May 5th, 2011

Guy Carpenter Publishes Third Installment of “Succeeding Under Solvency II” Guide for Re/Insurers

Posted at 1:00 AM ET

Guy Carpenter & Company announced the publication of Succeeding Under Solvency II - Special Considerations for Reinsurers and Counterparty Risk, the third report in the firm’s series on Solvency II preparedness developed for re/insurers operating in or covering risks in Europe. The first two reports addressed re/insurance industry requirements and key issues under Pillars I, II and III.

The new report examines:

Potential risks to cedents arising from Solvency II, including:

  • How the regulatory burden of the supervisory authorities to implement and maintain Solvency II likely will affect policyholders and cedents.
  • How the different approaches to assessing capital requirements under Solvency II by large, rated reinsurance groups, smaller, unrated reinsurers and niche reinsurers might impact each other as well as the overall marketplace.
  • Why reinsurers and cedents are likely to experience more intense and volatile underwriting cycles as capital is more closely calibrated to risk.

Positive developments for cedents under Solvency II, including:

  • Why transitional periods introduced in the Omnibus II Directive should limit market disruption.
  • Why greater transparency and convergence in reporting is expected among Solvency II and equivalent regimes.
  • Why a stronger, deeper insurance linked securities (ILS) market may emerge as Solvency II goes into effect.
  • Why the overall health of the global reinsurance market should improve.

Strategies for managing counterparty default and credit risks

Peter Stubbings, Managing Director, stated, “Solvency II is an ambitious undertaking, with the ultimate goal of making the global insurance industry more transparent and robust.
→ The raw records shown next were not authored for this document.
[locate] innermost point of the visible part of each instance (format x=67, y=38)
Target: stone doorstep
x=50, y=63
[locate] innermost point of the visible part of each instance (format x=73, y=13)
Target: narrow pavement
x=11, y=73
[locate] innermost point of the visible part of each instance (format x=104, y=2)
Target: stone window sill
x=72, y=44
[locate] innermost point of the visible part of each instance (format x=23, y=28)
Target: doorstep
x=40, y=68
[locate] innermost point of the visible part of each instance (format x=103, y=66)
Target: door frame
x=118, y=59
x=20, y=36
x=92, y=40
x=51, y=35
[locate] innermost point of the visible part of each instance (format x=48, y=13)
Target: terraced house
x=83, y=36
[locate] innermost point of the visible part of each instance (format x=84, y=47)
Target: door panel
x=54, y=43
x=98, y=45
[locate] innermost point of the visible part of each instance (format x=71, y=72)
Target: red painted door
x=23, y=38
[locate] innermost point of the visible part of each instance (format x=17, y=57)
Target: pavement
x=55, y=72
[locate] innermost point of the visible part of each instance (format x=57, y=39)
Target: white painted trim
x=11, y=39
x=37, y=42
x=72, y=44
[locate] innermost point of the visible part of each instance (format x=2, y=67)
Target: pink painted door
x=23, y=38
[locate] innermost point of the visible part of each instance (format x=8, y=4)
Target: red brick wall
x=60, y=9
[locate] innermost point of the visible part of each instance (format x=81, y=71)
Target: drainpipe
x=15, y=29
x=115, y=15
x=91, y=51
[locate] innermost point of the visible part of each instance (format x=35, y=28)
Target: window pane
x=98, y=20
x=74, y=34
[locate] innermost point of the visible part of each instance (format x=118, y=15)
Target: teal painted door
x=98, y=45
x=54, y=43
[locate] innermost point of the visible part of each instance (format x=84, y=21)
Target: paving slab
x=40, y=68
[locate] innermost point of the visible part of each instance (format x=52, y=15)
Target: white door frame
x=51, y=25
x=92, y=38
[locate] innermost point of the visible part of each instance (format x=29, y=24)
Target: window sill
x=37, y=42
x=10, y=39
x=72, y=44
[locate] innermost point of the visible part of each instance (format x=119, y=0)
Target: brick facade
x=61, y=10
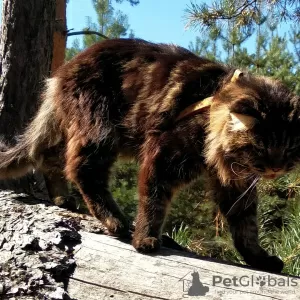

As to be expected of initiatives of this scale, the new regulatory program has met its share of resistance and criticism, resulting in a gradual dilution of requirements and lengthening of deadlines to soften the impact. Nevertheless, the most prudent companies are well underway in their preparations for the official January 2013 implementation date of the new regime.”

David Flandro, Global Head of Business Intelligence, added, “We anticipate that the rules under Solvency II will undergo further changes before becoming law and that the overall tenor of these changes will be dilutive. However, there is no avoiding the fact that the way in which risk is viewed and managed in the European marketplace will change fundamentally under Solvency II, with important implications for any reinsurer or cedent with ties to this market.”